Warning – Don’t Fall Prey To Email Scams

snopes logoI recently received an email phishing scam apparently “about customer complaints from the Dun & Bradstreet Credibility Corp.” It caught me off guard for about a nanosecond but I know how easy it could be when distracted and busy to fall prey to one of these scams, click on an attachment or link and end up with a messy computer virus or worse.

Generally these emails are easy to spot – the English is poor, the email address looks phony and more, however, some aren’t as easy to spot. Perhaps coincidentally your relative is away on vacation and you worry he’s in trouble or you believe your PayPal account may have actually been compromised or you decide to warn your friends about a ‘scam’ and send to everyone in your address book.

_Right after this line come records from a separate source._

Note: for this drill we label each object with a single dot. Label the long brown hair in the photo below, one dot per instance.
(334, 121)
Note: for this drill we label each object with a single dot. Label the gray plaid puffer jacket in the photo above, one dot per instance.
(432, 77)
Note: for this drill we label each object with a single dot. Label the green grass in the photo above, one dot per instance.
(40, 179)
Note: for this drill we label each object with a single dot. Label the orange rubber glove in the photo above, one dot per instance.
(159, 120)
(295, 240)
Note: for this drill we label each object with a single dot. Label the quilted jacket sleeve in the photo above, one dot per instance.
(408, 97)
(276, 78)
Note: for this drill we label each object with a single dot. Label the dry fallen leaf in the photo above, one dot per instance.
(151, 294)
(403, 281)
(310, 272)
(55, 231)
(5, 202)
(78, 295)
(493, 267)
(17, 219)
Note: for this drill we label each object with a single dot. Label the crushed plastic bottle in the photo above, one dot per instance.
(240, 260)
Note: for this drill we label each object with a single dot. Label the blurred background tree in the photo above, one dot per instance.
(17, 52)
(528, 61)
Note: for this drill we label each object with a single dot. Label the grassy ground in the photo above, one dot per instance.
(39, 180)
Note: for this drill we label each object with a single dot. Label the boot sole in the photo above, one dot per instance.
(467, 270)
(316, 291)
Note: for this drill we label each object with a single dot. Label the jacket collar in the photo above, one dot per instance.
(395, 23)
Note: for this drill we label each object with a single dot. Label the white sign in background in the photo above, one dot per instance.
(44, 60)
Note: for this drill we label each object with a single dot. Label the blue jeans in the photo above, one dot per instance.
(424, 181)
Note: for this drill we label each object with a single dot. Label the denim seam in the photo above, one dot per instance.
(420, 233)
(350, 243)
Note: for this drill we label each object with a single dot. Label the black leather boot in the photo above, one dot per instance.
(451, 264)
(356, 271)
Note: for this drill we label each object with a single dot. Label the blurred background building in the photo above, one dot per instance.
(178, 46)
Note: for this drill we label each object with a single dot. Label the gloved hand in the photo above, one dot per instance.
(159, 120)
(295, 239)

What should you do if you’re not sure? Visit Snopes first! Described as “the definitive Internet reference source for urban legends, folklore, myths, rumors, and misinformation.” The site is owned and operated by Barbara and David Mikkelson, professional researchers and writers since 1995 and you can find information on all the frauds and scams circulating out there on the world-wide-web.

When you visit the site, use the search box or click an icon to browse the site by category to find accurate and current information. You can sign up for a weekly mailing covering new information added to the site or subscribe to the RSS newsfeed. There is also an area to submit a rumour that you have come across.

Research materials are displayed at the bottom of the page if you want to verify the information because some of these stories do contain many real-life details. Most importantly, do your research and don’t get caught!